Developing an Incentive to Help Reduce Emissions
The pollution profile among Israeli vehicles is no different than that of other industrialized countries. Older vehicles (especially diesels) contribute an inordinate percentage of the pollution burden. With full introduction of catalytic converters into the Israeli fleet reaching its tenth anniversary, it is time that the country began to consider converter longevity and replacement in its overall air quality strategy.
In theory, the country’s current programs and policies offer a strong regulatory infrastructure for implementing such a policy. For instance, the annual vehicle registration test is professionally implemented with oversight improving, standards for replacement converters are in place, etc. Yet, this potential goes unexploited, for a variety of reasons. Chief among them is a poor diagnostic standard in annual testing for evaluating catalytic converter performance and the insufficient frequency of testing among older vehicles. A new emissions standard is critical as a basis for identifying damaged converters, prohibiting “tampering” with converters and for better directing garages to make real repairs on polluting vehicles.
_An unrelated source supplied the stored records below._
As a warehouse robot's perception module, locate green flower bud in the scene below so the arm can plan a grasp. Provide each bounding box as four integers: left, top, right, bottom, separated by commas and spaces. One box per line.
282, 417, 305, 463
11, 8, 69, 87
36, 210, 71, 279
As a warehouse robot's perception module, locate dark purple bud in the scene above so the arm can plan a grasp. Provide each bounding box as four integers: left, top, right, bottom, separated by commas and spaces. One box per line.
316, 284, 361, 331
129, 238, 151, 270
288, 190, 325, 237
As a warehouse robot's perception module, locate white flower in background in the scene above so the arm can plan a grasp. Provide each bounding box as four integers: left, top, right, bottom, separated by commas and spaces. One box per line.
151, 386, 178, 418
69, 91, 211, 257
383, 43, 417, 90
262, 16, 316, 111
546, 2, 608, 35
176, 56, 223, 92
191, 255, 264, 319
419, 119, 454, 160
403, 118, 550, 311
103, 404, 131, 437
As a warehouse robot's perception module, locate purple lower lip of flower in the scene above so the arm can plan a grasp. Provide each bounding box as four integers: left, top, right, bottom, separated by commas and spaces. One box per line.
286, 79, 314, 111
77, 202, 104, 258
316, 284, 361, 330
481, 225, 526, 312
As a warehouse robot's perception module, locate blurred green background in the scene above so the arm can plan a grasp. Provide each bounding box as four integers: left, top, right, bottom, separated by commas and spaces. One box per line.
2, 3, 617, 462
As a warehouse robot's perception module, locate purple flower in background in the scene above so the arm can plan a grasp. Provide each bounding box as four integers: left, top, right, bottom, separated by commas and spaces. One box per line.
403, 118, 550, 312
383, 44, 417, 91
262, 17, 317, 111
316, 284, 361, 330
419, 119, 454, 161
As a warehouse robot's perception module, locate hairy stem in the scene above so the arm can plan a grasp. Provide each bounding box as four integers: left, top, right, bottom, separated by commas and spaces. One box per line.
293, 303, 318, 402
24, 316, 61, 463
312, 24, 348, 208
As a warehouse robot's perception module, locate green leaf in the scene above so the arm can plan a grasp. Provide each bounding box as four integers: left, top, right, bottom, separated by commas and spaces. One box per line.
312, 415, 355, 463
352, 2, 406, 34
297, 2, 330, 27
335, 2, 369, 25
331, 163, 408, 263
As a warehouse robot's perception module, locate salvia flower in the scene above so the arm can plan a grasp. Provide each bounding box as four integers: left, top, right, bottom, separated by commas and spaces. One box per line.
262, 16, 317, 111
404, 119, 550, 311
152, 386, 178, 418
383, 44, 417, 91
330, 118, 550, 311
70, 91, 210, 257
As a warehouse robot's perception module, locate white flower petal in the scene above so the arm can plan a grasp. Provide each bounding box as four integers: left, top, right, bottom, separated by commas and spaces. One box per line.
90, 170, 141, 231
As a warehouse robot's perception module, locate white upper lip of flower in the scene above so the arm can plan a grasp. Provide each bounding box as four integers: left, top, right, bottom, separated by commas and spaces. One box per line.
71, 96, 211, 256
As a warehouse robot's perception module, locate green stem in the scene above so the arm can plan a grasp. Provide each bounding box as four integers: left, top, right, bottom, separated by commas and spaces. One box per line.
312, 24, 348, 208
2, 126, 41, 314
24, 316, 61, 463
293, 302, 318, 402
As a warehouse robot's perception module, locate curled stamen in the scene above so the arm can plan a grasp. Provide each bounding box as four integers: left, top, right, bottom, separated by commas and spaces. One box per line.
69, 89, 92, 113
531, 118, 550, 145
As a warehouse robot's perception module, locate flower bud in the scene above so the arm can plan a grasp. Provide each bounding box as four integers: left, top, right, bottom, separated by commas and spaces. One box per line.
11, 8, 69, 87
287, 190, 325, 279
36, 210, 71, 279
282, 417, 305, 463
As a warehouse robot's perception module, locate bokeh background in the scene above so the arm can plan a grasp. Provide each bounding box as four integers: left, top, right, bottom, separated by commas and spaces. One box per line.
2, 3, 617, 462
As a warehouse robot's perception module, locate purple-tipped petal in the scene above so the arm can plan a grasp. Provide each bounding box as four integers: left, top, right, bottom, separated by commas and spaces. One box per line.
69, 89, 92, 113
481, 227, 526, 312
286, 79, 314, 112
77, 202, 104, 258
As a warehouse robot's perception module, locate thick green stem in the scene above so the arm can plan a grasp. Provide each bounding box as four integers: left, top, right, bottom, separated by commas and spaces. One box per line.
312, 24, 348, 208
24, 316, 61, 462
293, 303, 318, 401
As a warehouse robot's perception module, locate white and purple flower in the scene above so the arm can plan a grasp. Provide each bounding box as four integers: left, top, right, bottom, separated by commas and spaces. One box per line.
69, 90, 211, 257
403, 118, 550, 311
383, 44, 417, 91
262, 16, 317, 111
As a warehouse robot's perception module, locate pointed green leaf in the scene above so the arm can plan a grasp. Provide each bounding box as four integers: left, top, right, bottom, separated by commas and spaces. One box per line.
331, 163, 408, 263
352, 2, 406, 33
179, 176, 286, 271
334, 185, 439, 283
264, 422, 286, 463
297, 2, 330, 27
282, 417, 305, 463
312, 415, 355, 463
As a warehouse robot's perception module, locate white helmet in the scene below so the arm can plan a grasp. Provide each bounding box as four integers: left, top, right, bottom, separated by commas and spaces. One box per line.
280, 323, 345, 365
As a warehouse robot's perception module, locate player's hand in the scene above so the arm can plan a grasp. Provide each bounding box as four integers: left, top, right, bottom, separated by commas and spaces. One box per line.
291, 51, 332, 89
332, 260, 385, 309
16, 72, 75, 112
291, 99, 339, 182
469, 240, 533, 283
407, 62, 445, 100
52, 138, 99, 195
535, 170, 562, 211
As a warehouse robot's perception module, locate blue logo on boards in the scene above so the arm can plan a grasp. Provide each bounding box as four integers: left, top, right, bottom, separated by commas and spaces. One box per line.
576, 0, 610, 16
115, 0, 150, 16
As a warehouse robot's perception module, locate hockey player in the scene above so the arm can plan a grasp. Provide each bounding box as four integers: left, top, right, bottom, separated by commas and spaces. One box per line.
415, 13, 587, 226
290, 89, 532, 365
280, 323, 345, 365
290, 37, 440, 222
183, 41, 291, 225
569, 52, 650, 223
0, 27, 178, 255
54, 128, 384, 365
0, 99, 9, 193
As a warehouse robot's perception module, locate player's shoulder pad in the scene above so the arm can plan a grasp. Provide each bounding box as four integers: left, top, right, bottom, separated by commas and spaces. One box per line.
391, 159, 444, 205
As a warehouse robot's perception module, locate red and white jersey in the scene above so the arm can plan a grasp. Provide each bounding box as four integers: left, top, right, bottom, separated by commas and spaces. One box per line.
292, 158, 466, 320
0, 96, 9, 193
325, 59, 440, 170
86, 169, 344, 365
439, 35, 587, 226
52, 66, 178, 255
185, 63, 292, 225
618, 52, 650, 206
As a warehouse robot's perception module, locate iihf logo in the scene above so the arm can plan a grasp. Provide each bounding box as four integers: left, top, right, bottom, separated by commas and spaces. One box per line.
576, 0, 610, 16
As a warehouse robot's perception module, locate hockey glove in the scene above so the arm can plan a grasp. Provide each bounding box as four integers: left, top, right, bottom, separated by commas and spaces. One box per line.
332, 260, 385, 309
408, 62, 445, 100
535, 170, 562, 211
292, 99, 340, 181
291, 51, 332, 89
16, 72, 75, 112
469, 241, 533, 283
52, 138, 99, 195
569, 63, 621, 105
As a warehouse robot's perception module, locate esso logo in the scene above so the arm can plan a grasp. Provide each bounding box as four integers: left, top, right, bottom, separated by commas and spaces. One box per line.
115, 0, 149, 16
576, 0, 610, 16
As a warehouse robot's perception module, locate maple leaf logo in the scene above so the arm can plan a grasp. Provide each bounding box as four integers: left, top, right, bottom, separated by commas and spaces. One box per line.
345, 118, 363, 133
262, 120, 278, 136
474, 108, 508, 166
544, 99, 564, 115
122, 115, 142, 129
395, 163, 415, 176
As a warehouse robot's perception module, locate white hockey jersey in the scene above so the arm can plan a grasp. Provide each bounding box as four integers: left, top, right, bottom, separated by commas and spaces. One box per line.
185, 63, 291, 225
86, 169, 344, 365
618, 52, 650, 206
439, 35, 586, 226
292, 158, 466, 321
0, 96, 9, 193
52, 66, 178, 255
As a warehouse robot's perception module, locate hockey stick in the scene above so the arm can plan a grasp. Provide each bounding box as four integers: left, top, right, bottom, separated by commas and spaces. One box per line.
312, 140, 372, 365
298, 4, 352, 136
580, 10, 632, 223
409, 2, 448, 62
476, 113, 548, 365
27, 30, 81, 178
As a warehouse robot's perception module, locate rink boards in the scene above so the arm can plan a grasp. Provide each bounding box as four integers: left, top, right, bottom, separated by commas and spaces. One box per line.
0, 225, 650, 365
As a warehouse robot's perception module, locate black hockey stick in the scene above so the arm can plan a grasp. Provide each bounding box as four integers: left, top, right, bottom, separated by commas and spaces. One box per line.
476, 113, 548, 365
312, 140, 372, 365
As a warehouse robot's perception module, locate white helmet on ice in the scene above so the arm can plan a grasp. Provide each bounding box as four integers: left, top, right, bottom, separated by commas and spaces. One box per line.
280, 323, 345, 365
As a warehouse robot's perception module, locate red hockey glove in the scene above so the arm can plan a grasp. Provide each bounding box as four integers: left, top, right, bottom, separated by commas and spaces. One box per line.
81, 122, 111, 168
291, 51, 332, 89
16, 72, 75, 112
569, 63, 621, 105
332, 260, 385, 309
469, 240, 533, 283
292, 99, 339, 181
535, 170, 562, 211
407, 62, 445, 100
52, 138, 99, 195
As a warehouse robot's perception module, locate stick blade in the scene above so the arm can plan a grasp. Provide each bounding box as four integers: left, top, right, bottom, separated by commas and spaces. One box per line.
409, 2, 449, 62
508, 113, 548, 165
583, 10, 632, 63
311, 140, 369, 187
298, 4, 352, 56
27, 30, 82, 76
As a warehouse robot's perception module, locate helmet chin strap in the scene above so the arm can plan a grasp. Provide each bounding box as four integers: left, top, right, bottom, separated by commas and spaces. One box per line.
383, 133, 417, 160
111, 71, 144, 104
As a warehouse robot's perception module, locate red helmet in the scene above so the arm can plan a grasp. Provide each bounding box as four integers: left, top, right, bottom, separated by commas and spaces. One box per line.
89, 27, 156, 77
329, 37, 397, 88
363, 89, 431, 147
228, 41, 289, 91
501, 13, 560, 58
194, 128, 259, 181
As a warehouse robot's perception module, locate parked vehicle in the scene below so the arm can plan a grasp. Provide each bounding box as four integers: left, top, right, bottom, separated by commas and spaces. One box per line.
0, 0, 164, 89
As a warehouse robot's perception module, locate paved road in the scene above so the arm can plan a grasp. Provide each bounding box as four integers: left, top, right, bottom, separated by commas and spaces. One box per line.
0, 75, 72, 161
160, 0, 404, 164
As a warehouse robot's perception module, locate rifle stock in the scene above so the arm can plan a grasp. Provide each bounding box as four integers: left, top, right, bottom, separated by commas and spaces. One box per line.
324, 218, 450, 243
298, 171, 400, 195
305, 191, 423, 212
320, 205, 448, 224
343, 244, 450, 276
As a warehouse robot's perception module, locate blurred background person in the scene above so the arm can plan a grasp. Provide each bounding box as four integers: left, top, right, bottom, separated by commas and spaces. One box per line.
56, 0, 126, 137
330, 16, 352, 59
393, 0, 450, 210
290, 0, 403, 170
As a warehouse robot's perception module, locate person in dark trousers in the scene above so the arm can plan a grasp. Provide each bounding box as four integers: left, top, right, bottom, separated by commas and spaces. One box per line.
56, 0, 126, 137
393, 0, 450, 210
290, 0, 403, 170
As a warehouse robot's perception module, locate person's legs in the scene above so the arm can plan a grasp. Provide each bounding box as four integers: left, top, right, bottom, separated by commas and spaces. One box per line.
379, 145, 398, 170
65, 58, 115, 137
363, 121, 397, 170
While today’s fuel standards, especially sulfur concentrations and lead, are at long last adequate for meeting the present generation’s needs of emission control equipment, further reductions will be necessary. Presumably, the current linkage to Europe’s fuel standards, if honored, will be sufficient for the future. Retrofitting of older fleets, especially particulate traps among diesel vehicles, appears to be a cost-effective initiative. The government should identify high-polluting groups and assess the potential for cost-sharing initiatives. Already, the present analysis suggests that an accelerated vehicle retirement program would reduce emissions sufficiently to justify the cost of a tax reduction or other form of incentive.